Did they know, while making the original play, that they were brewing a potential sensation?
“No, no, no,” he says. “Then Mary Whitehouse got it banned. We owe her a lot, because people paid attention, and we had then made it as a film. The banning of it brought that to the front. I was away on honeymoon. We came back, having missed all the hype, and saw crowds fighting to get into a screening at The Prince Charles Cinema. Fuck me! We didn’t see that coming.”

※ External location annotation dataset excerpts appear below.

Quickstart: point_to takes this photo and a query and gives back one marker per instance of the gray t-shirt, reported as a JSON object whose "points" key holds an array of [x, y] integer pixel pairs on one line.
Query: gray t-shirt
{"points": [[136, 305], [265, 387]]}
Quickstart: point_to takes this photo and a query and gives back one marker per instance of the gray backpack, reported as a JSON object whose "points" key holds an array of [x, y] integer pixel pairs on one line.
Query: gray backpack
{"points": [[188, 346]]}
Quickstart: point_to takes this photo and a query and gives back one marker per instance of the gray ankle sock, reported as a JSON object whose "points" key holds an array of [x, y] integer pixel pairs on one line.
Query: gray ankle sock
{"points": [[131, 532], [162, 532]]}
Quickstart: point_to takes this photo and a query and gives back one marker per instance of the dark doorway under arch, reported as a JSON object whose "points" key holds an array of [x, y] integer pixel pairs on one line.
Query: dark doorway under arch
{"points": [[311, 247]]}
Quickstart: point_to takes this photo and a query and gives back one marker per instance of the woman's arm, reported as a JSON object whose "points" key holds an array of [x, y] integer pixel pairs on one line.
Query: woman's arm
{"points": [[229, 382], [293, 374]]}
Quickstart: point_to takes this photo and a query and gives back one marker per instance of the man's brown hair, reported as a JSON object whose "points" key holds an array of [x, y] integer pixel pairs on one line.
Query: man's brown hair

We think of Winstone as being a ubiquitous presence over the past few decades, but – as that bankruptcy filing confirms – the 1980s were not that busy for our hero. A regular role in the TV series Robin of Sherwood helped stuff coffers in the early 1980s. He had recurring part in Minder. It was not, however, until 1997, when he starred as the aggressive Ray in Nil by Mouth, that he established a degree of professional stability. Work for the likes of Martin Scorsese, Steven Spielberg and Robert Zemeckis followed.